Microsoft might have been slower to get into the cloud business than Amazon. When it comes to selling esoteric technologies like artificial intelligence to traditional companies, however, that might actually be an advantage.

Microsoft successfully figured out how to transform traditional businesses to use the cloud and artificial intelligence, such as transforming the nearly 30-year-old desktop-based Office software to cloud-based version Office 365.

"It's something we have gone through ourselves as a company," Boyd said. "The digital transformation that our customers are going through — we've gone through it. We understand the challenges they're going to face."

While AWS started primarily selling to startups (though has grown into serving larger customers), Microsoft has a long history of selling to even the biggest enterprise companies. Microsoft's history selling to enterprises helps it develop and sell the technology those customers need, Boyd said.

"We've worked with enterprises for decades," Boyd said. "We're pretty intimately involved with them and understand the challenges they have."

Microsoft has said Azure AI is being used for things like helping printer companies determine the best time to signal an ink shortage and recently unveiled new tools to make the platform simpler for companies to use.

There are millions of "mundane-sounding" applications of AI, Boyd said, and Microsoft wants to help companies find them — putting aside the application of AI towards exciting new fields like driverless cars, drone deliveries, and drug discovery, there are relatively simple things it can do today that can actually help customers with real problems.

"Every business and every application has the potential to be better by using AI," Boyd said. "That's really our job to take it from this place where it is now where it's difficult to get all these things to happen and make it so simple that it shows up in every part of the business and every part of the industry."

Divergent history

Gartner Research Vice President Sid Nag says that Microsoft might be on to something. The company that figures out how to sell "pedestrian" uses for artificial intelligence will have an advantage in the cloud computing business, he said. 

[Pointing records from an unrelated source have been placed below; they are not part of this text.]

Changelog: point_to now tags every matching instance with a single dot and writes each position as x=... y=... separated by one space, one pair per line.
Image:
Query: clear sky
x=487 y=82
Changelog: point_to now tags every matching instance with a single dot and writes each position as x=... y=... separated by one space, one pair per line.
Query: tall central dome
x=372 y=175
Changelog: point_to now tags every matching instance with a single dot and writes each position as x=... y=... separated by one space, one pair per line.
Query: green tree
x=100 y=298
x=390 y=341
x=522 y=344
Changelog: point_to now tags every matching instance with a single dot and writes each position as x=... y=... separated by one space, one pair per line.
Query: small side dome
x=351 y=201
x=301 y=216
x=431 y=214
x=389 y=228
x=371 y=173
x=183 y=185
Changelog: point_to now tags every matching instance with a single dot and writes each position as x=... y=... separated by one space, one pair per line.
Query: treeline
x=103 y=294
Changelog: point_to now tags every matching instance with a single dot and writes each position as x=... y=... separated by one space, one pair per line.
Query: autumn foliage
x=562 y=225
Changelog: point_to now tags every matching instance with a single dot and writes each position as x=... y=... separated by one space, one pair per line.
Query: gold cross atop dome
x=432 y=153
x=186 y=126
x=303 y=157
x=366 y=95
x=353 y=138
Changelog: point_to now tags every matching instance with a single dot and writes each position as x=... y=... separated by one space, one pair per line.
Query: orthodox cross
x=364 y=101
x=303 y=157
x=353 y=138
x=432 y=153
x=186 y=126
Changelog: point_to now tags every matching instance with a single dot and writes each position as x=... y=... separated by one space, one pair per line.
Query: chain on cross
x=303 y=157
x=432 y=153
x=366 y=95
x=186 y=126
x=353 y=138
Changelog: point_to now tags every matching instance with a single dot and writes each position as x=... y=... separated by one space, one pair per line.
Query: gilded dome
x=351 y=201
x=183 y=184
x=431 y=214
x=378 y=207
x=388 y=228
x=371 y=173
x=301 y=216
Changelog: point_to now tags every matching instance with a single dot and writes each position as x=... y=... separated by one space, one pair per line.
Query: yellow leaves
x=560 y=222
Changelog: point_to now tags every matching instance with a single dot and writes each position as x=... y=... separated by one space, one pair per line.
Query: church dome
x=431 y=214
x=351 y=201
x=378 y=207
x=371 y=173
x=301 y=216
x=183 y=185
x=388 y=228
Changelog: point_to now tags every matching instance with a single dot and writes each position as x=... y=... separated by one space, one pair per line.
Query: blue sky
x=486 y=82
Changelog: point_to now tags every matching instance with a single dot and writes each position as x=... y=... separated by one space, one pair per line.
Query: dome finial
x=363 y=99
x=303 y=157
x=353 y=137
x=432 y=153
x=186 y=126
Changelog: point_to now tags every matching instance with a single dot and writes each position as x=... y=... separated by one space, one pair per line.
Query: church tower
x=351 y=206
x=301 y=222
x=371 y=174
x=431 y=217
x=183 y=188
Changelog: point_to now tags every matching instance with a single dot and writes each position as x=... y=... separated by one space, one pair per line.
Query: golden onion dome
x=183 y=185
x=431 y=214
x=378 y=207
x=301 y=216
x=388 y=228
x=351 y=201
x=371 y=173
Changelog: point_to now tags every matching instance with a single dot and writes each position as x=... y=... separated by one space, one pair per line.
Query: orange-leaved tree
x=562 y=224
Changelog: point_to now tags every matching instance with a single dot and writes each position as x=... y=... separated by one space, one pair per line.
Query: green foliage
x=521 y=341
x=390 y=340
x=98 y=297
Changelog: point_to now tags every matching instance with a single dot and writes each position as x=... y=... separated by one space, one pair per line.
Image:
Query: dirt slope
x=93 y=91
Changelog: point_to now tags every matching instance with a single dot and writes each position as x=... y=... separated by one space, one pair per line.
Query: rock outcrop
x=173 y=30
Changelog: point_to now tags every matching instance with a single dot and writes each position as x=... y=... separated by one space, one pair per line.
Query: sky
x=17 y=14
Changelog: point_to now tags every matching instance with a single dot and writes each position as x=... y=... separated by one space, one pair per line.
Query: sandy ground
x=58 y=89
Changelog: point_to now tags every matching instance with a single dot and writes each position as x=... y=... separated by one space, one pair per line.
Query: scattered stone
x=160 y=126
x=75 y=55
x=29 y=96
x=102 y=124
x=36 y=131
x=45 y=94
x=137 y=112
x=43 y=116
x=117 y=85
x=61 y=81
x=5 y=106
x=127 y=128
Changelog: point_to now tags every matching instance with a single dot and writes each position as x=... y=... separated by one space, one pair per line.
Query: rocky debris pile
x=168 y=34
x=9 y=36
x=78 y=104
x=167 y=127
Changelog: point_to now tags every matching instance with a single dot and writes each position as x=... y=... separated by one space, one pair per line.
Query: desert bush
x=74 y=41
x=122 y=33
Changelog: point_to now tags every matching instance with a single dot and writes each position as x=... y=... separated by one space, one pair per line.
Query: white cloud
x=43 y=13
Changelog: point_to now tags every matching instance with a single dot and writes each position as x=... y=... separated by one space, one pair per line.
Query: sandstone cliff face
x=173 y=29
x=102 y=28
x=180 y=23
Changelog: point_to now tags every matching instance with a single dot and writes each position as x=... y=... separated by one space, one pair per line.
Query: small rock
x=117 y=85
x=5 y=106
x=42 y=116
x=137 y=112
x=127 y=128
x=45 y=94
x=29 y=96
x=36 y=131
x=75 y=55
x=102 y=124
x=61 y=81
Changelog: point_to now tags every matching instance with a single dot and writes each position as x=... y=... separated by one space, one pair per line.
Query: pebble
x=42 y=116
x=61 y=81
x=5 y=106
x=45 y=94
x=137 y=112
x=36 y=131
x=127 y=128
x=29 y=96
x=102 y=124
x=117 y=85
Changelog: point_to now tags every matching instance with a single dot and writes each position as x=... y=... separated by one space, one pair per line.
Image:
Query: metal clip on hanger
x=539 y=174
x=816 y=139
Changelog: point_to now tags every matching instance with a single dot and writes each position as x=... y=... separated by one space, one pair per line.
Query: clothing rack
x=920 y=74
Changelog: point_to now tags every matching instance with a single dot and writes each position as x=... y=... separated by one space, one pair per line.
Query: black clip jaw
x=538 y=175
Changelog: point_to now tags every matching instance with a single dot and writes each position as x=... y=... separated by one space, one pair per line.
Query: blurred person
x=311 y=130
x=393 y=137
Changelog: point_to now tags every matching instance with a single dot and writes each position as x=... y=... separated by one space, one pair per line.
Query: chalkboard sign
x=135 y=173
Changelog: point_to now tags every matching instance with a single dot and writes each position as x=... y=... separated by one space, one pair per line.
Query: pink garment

"AI has always been positioned as esoteric technology," Nag said. "The trouble with AI is everybody talks about it as it if it's going to solve world hunger. The challenge is to leverage AI for real-world use cases."

On that front, Amazon hasn't been sitting still: The company has been investing in its own AI tools and says it offers customers the "broadest and deepest set of tools" for machine learning.

More broadly, AWS has been making moves to counteract one of Microsoft's key advantages — the ability to appeal to enterprises. The company is hiring more marketing and salespeople capable of selling AWS to enterprise customers. 

"We are investing a lot more this year in sales force and marketing personnel mainly to handle a wider group of customers, an increasingly wide group of products — we continue to add thousands of products and features a year — and we continue to expand geographically,"Amazon Chief Financial Officer Brian Olsavsky recently said of AWS.

Still, while Amazon may rule the cloud-computing market, there are reasons to believe that Boyd is right on when he says that Microsoft has an edge in knowing what customers want from AI.

"Microsoft history is different than Amazon history," Nag said. "Microsoft has always had a seat at the table in a business."